Si détruire les infrastructures d’un pays est complexe, il peut être aisé pour des États voyous ou des groupes terroristes de mener des attaques cybernétiques susceptibles de ruiner la confiance que les citoyens ont en leur pays. «Ils pourraient, par exemple, envoyer des centaines de messages textes par jour à des millions de téléphones cellulaires, explique Markus Jakobsson, un spécialiste de la sécurité internet offrant des services-conseils aux compagnies du Fortune 500. Ils sont aussi capables de mettre hors d’état les guichets automatiques et les réseaux de cartes de crédit, ainsi que d’envahir les sites web des journaux pour y modifier les nouvelles.

La cyberguerre, de ce point de vue, est relativement simple.» «La pire menace cybernétique est l’attaque par déni de service (DoS) [consistant à empêcher les usagers d’un service d’y avoir accès], explique Bob Flores, ancien directeur des techniques informatiques de la CIA. Imaginez un peu ce qui arriverait si notre système de gestion de l’énergie et de l’eau était touché.» Selon un récent rapport de la compagnie McAfee, 29 % des entreprises sont la cible de plusieurs attaques de type DoS chaque mois.

Jusqu’ici, les cyberattaques ont surtout été le fait de criminels essayant de voler de l’argent. Mais endommager des systèmes de gestion est beaucoup plus simple. Et comme l’indique Nick Harvey, ministre britannique des Forces armées: «Les pirates informatiques peuvent être enrôlés sur une base idéologique.» Il n’est donc pas impensable que des criminels aussi bien que des adolescents mordus d’informatique soient recrutés par Al-Qaïda.

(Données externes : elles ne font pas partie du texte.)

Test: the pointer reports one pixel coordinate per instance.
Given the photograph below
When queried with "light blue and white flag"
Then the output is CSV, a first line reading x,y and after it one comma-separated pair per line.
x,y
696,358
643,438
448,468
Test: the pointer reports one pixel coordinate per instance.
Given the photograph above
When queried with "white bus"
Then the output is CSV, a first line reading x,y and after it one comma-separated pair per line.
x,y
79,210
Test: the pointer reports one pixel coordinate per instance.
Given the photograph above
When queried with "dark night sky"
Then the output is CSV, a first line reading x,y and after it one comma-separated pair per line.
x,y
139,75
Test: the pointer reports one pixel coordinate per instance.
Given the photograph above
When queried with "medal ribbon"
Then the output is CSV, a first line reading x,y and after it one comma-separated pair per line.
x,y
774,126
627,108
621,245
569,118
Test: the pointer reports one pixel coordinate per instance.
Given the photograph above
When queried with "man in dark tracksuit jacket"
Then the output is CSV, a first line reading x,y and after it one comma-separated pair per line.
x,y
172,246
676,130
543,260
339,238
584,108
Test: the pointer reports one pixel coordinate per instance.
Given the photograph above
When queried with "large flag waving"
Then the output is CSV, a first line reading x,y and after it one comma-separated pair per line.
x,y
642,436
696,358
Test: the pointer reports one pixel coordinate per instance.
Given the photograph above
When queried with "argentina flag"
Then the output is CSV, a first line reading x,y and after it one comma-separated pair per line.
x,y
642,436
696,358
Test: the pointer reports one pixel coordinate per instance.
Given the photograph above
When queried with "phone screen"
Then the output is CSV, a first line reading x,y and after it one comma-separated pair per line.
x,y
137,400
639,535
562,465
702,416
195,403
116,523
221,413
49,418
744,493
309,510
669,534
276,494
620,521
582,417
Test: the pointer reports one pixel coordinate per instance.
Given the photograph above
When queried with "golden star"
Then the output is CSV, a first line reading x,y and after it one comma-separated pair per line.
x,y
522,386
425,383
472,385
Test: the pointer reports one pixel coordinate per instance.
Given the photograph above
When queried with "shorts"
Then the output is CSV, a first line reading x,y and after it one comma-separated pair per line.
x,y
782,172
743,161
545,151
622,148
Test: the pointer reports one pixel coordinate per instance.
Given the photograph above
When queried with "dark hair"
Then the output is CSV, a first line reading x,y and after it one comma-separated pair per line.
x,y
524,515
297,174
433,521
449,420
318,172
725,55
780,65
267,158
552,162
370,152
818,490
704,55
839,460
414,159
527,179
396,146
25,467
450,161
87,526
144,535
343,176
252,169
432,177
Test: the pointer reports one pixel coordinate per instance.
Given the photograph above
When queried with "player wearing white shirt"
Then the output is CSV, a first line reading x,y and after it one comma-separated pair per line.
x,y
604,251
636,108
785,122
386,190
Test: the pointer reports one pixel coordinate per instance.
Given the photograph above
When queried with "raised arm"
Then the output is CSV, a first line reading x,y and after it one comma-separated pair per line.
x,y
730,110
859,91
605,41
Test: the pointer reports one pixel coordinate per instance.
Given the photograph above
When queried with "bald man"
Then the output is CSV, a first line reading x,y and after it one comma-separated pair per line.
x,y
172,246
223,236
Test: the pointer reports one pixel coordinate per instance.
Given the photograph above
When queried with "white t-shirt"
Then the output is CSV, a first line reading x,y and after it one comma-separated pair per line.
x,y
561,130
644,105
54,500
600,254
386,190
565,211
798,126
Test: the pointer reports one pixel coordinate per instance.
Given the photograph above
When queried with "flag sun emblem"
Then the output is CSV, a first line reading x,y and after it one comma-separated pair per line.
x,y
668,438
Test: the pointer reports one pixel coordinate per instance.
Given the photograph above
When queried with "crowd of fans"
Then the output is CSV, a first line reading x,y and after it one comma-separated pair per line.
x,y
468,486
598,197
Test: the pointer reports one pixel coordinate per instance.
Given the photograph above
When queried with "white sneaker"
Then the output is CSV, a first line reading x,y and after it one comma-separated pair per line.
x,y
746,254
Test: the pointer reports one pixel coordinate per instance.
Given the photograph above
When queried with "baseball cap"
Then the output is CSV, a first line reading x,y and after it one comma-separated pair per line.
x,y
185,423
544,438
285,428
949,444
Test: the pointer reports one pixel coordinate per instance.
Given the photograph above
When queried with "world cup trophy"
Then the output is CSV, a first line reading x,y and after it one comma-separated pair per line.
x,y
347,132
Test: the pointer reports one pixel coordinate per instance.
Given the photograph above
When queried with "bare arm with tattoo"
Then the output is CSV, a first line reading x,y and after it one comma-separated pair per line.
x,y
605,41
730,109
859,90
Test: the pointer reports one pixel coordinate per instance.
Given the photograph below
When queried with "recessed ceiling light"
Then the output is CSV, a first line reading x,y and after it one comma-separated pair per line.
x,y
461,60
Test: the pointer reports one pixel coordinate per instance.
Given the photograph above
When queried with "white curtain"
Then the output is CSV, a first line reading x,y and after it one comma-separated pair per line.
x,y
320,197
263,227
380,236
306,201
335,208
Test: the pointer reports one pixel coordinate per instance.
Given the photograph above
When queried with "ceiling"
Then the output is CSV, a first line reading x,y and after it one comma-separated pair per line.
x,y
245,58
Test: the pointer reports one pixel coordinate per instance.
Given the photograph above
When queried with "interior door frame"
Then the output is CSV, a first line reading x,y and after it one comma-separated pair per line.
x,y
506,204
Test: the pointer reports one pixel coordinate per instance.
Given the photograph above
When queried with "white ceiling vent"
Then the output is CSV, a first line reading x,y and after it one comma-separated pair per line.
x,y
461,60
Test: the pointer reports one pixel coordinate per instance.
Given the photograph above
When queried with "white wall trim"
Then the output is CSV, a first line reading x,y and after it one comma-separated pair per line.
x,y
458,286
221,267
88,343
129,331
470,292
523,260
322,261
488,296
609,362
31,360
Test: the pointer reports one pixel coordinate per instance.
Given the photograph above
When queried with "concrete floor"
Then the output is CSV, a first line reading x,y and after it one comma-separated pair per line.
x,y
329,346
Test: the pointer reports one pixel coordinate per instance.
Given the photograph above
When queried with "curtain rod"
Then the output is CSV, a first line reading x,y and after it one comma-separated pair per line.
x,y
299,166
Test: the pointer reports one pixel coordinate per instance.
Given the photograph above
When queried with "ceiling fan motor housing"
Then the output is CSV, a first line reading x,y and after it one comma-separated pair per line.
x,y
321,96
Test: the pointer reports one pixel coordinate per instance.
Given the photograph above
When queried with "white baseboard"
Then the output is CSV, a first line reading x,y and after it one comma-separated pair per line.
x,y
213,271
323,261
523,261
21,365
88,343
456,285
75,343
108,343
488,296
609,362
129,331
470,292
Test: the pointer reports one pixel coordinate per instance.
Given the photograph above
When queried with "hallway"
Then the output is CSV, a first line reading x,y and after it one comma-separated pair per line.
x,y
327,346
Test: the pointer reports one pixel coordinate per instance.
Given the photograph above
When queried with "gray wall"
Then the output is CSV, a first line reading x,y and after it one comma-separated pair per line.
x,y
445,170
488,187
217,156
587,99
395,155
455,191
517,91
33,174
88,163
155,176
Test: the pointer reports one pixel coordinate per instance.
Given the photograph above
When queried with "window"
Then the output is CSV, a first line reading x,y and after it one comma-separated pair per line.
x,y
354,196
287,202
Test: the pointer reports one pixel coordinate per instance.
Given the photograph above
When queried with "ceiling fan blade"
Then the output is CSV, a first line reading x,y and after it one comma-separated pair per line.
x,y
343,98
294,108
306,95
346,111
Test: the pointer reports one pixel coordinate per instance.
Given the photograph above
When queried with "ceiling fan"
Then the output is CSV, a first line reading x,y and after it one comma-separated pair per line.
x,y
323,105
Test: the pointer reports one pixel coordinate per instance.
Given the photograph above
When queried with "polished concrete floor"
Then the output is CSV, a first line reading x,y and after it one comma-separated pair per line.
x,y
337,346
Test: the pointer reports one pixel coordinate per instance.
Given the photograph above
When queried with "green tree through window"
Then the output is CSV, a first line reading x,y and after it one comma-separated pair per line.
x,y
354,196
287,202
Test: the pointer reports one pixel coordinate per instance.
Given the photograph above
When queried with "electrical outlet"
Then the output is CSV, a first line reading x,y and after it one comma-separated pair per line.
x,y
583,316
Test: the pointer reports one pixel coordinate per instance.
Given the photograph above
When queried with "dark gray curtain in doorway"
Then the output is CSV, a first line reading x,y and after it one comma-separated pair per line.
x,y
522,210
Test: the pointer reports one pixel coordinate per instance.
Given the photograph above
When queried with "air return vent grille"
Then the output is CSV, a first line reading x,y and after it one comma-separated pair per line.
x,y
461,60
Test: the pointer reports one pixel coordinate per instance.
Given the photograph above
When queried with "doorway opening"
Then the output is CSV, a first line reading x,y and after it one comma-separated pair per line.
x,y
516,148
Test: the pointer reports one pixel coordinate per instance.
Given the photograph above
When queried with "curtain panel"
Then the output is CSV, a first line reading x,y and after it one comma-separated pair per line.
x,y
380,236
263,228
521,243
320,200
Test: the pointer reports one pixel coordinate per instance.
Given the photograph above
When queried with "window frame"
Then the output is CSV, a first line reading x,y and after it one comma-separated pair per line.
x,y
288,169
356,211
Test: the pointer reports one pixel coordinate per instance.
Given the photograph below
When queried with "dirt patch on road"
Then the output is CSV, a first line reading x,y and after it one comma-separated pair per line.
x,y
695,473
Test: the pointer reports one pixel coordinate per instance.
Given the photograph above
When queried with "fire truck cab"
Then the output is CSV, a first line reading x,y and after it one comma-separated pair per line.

Les États-Unis contre-attaquent
Toutes les heures, 250 000 attaques sont dirigées contre les ordinateurs du gouvernement américain. Pour les contrer, le général Keith Alexander, chef du cybercommandement, prévoit des mesures radicales. «Nous devons pouvoir disposer de capacités offensives afin de neutraliser en temps réel quiconque essaie de nous attaquer», a-t-il déclaré au cours d’une récente conférence sur la sécurité. Le cybercommandement américain, qui est opérationnel depuis octobre, emploie 1 000 espions et pirates informatiques. «Les cyberguerres se dérouleront parallèlement aux guerres de type conventionnel, estime pour sa part Greg Day, directeur de la stratégie de sécurité chez McAfee. La partie vulnérable est le secteur privé. Sur le plan de la sécurité, les entreprises ne voient pas pourquoi elles devraient dépenser plus d’argent qu’il n’est nécessaire pour se défendre.»

Besoin criant

Métro s’est entretenu avec Gregory Evans, pirate repenti et fonda-teur de LIGATT Security.

Quel pays compte les meilleurs pirates?
La Chine. On y enseigne aux jeunes à pirater des ordinateurs dès le secondaire. Les États-Unis sont en pleine cyber-guerre contre la Chine, et celle-ci est en train de gagner. Nous ouvrirons bientôt en Inde un bureau qui se consacrera au piratage informatique, en toute légalité évidemment. Nous nous installons en Inde parce qu’il n’y a pas assez de bons pirates aux États-Unis.

Que devraient faire les gouvernements pour se protéger?
Les entreprises n’ont pas besoin de docteurs du MIT, mais d’adolescents capables de pirater un ordinateur. Les pirates sont ce dont le Pentagone a besoin pour gagner la cyber-guerre contre la Chine.

Selon vous, quelle sera la prochaine grande attaque cybernétique?
Elle visera le NASDAQ. Les pirates décideront peut-être de fixer le prix des actions de toutes les compagnies à 1 000 $.